Charles is a 55-year-old married football coach who initially presented with a pigmented skin lesion on his right forearm. Biopsy showed an ulcerated, 3.5-mm thick nodular melanoma, which was removed via wide excision with 2.5-cm negative surgical margins. A sentinel lymph node biopsy (SLNB) performed at the time of surgery showed no metastatic disease in the 2 sentinel nodes examined.
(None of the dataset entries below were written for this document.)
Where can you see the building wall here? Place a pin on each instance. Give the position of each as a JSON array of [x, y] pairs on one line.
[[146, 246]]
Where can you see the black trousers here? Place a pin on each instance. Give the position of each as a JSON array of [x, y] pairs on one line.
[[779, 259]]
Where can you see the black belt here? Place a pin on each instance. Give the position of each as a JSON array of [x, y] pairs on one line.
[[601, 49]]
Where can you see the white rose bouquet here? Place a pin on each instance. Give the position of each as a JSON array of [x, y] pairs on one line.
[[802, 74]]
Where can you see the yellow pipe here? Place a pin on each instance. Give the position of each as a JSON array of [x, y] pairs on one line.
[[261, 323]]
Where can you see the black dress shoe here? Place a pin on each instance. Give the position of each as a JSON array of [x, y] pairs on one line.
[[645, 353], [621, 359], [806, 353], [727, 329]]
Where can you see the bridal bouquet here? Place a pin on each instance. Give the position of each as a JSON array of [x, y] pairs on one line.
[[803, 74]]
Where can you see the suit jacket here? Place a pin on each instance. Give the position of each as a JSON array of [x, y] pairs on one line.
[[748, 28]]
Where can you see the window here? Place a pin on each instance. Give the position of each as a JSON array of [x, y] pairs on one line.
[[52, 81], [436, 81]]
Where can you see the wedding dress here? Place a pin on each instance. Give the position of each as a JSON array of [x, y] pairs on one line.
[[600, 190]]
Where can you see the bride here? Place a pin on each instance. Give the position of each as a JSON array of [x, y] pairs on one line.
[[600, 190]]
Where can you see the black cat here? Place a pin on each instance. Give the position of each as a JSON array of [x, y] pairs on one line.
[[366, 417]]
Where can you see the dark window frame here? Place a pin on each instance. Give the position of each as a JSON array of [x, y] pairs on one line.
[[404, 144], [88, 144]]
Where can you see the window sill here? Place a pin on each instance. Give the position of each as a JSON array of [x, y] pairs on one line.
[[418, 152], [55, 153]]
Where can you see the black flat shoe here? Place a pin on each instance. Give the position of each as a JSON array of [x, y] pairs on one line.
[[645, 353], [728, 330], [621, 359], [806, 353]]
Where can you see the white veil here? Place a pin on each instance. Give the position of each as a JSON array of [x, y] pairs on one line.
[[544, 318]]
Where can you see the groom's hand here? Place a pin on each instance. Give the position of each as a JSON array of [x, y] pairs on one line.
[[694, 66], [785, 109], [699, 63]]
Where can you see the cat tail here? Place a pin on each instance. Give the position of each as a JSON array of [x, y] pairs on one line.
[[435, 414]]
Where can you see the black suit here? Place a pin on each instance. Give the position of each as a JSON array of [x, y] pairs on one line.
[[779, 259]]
Charles is monitored every 6 months and now, 3 years after his initial diagnosis, has a palpable axillary node under his right arm. He undergoes a complete evaluation and is otherwise healthy, with no significant comorbidities. Charles's initial workup is summarized in Table 1. Chest/abdominal/pelvic computed tomography (CT) with contrast and brain magnetic resonance imaging (MRI) with contrast are both negative for metastatic disease. A complete axillary dissection is performed, which identifies 1 positive lymph node out of 14 total nodes examined. The positive node has 10 mm of melanoma involvement.

Table 1. Summary of Charles's Initial Workup

  • 55 years old, male
  • Height: 1.8 meters; Weight: 75 kg; BMI: 23.1
Personal and family medical history
  • Nonsmoker; no significant comorbidities
  • No prior surgeries
  • Current medications include only supplemental vitamins
  • No family history of cancer
Physical exam
  • Heart rate 70 bpm, BP 115/82
  • 1 palpable node in right axilla, no skin changes in area of initial lesion on forearm
  • ECOG PS 0
Imaging and nodal evaluation
  • CT with contrast: negative for systemic metastases
  • Contrast-enhanced brain MRI: negative
  • Completion axillary dissection: 1 of 14 nodes positive for metastatic disease (10 mm tumor involvement)
BMI = body mass index; BP = blood pressure; ECOG = Eastern Cooperative Oncology Group; PS = performance status.

Since molecular testing was not performed on the initial primary tumor, you order biomarker testing of the positive lymph node.